Анюта Добрушина говорит мне:
— А у вас свечи нет…
— Да я отдал братичеку. — Вон он как старается, несет…
— Зачем же отдали? С вами никто не будет христосоваться.
— И вы? — сказал я.
Она посмотрела на меня:
— А вам не все равно…
— Еще бы…
— Вы отстаньте… — говорит она тихо. — И я тоже тихонько отстану…
Я пошел тише, она тоже.
У меня забилось сердце.
На углу, у Чистых прудов, Аня остановилась у ворот дома. Я подошел к ней близко, и она похристосовалась со мной. Я видел ее низко опущенные дрожащие ресницы.
Потом шли вместе и молчали. Какая-то особая красота чувства вошла в меня, и эта весенняя ночь, дома, улицы, сухой тротуар, сад за забором — все преобразилось сразу, особым, живым, неведанным ранее миром…
Мы медленно шли. Впереди смеялись друзья. В переулке не было плошек, и как-то таинственно спала улица.
Впереди быстро прыгал через тумбы юнкер Бельбасов, ловко выкидывая ноги в рейтузах, и останавливался как вкопанный.

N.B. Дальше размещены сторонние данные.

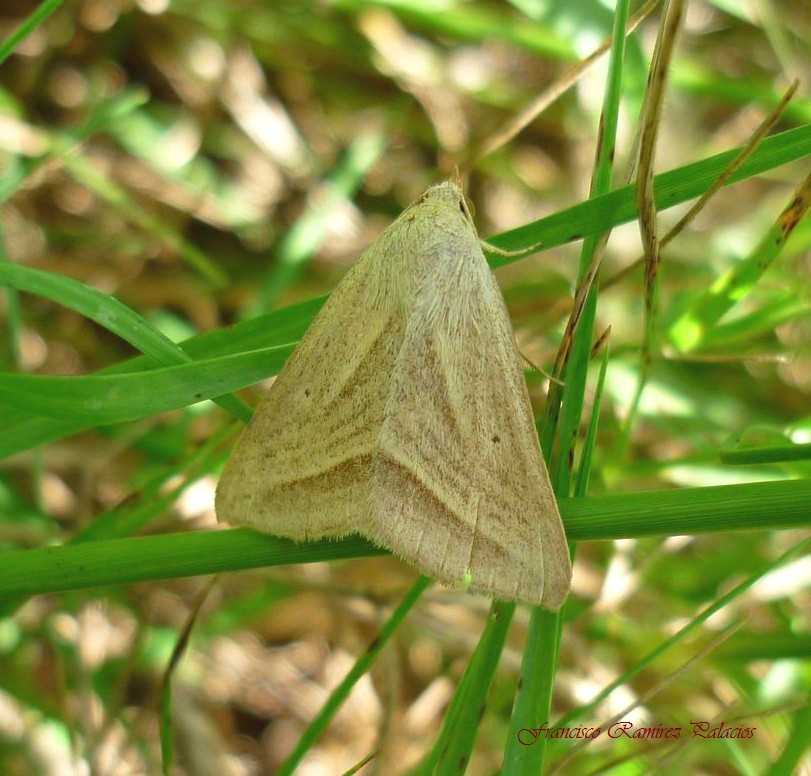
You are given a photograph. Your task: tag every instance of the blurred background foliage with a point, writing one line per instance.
(207, 161)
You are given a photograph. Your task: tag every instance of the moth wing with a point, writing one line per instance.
(460, 487)
(302, 467)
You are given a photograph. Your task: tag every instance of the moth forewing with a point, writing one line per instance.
(404, 416)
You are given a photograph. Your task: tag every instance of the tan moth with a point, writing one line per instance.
(403, 416)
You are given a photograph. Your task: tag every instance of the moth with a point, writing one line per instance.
(403, 416)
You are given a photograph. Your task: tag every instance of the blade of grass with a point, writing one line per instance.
(764, 505)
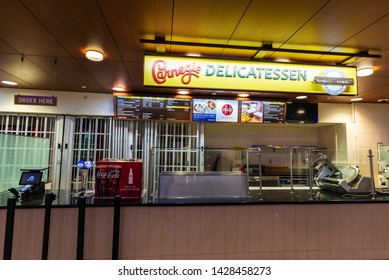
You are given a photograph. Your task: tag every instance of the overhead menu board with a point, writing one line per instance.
(262, 112)
(152, 108)
(215, 110)
(273, 112)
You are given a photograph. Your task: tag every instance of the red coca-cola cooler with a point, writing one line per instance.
(122, 178)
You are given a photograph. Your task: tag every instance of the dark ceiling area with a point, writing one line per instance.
(43, 43)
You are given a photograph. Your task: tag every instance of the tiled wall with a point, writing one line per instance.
(314, 231)
(231, 135)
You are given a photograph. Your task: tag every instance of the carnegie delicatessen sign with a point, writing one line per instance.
(189, 72)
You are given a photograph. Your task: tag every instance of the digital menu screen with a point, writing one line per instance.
(273, 112)
(262, 112)
(152, 108)
(215, 110)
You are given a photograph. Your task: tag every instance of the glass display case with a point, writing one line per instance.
(259, 173)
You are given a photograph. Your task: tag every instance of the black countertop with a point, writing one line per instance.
(268, 196)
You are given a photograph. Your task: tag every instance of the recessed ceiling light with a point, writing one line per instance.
(363, 72)
(94, 55)
(243, 95)
(10, 83)
(118, 88)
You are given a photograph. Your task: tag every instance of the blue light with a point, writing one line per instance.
(80, 164)
(88, 164)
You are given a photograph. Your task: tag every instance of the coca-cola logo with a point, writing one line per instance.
(112, 174)
(161, 72)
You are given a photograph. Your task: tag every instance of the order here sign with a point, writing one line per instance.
(193, 72)
(35, 100)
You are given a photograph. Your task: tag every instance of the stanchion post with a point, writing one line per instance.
(9, 228)
(49, 198)
(116, 227)
(81, 228)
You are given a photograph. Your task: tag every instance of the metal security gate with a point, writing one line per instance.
(95, 138)
(34, 127)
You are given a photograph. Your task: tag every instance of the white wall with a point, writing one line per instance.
(68, 103)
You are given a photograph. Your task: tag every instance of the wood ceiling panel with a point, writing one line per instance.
(366, 84)
(27, 71)
(77, 25)
(107, 73)
(275, 21)
(372, 37)
(129, 21)
(207, 19)
(375, 94)
(67, 72)
(24, 33)
(330, 27)
(6, 49)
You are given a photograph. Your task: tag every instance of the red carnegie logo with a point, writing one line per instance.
(227, 109)
(161, 72)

Барышни кричали «браво», студенты тоже кричали:
— Молодчина, Бельбасов!
Он, смеясь, сказал:
— Идиотусы. Сегодня праздник великий. Живите до завтра, а завтра всех к барьеру. К барьеру! Поняли? Всех на пулю нанижу.
Мы пришли к себе. В коридоре я снимал пальто с Ани и видел ее профиль. Никогда раньше не замечал, что она так красива… Матовое лицо, темный локон растерялся по щеке…
В большой комнате было уже накурено, за столом сидели гости Татьяны Федоровны: доктор высокого роста, блондин с баками. Увидев нас, он встал и крикнул:
— Студиозусы, начинается…
Ордынский все еще нес восковую зажженную свечку, хотя в руке его оставался только огарочек. Доктор бережно взял свечу и тихо поднес ее к большой миске. Крюшон в миске замелькал бегущим синим огоньком.
— Крепко! — кричал другой доктор. — Доливай.
И лил из четверти белое вино.
— Это что ж такое? Зажгли крюшон от свечи святой. Что вы, Иван Иванович! — сказала Татьяна Федоровна доктору.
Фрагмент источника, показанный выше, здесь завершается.